Alt-A troubled loans have already brought down some banks, including IndyMac, a California bank. Mooney’s, a rating agency, has recently quadrupled its loss projections on bonds backed by Alt-A loans. It now projects losses for 2006-2007Alt-A securities to top 20%, compared to a historical average of under 1%.


The problem is that much of the Alt-A lending came at the tail-end of the credit boom in late 2006 and 2007. By then subprime was already getting a bad name. So Wall Street hit on a ruse. What it did was to take borrowers who in normal times would have been subprime and dressed them up as mid-prime!  Many of these loans were doomed from the start.  According to the Bank for International Settlements, a staggering 40% of these American mortgages originated in the first quarter of 2007 were interest only or negative amortization loans.

Alt-A mortgages, were offered to borrowers sandwiched between subprime and prime.

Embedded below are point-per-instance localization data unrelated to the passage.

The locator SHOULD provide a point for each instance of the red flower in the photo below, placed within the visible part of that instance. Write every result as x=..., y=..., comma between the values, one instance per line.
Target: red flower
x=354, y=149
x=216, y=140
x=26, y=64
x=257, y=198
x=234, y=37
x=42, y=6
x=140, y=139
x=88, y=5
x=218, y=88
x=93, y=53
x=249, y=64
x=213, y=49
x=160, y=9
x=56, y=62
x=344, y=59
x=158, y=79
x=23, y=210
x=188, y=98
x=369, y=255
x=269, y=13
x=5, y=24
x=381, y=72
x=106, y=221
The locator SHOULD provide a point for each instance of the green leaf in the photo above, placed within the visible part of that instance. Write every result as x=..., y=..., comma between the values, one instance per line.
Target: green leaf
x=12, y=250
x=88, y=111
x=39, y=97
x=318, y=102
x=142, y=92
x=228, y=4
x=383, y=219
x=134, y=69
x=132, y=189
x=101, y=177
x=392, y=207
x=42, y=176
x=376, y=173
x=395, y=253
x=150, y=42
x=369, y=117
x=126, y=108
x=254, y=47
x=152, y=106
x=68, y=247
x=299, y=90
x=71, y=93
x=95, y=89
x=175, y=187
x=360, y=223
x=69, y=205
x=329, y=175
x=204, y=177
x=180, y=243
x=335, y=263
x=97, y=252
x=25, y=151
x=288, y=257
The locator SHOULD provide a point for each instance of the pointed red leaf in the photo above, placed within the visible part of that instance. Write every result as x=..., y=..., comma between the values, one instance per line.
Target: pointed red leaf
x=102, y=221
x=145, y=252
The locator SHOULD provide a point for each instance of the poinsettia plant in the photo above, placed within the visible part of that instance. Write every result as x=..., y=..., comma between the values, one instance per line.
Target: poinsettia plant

These loans were supposed to be for people who had reasonable credit standing but unsteady income, such as the self-employed. The lending institutions had very low standards for these loans, using scant documentation and any way to make a loan, such as exotic negative-amortization mortgages, which allow borrowers to pay less than the accrued interest, with the difference added to the loan balance. Like I said before, the main requirements were to put a mirror in front of your face, if the mirror steamed, it meant you were breathing and you had a loan.

Analysts at Goldman Sachs put possible write downs on the $1.3 trillion of total Alt-A debt, including both securitized and un-securitized loans, at $600 billion, almost as much as expected subprime losses.

So, prepare yourself for another wave of foreclosures, this time the Alt-A mortgages, due to poor lending practices by banks and Wall Street.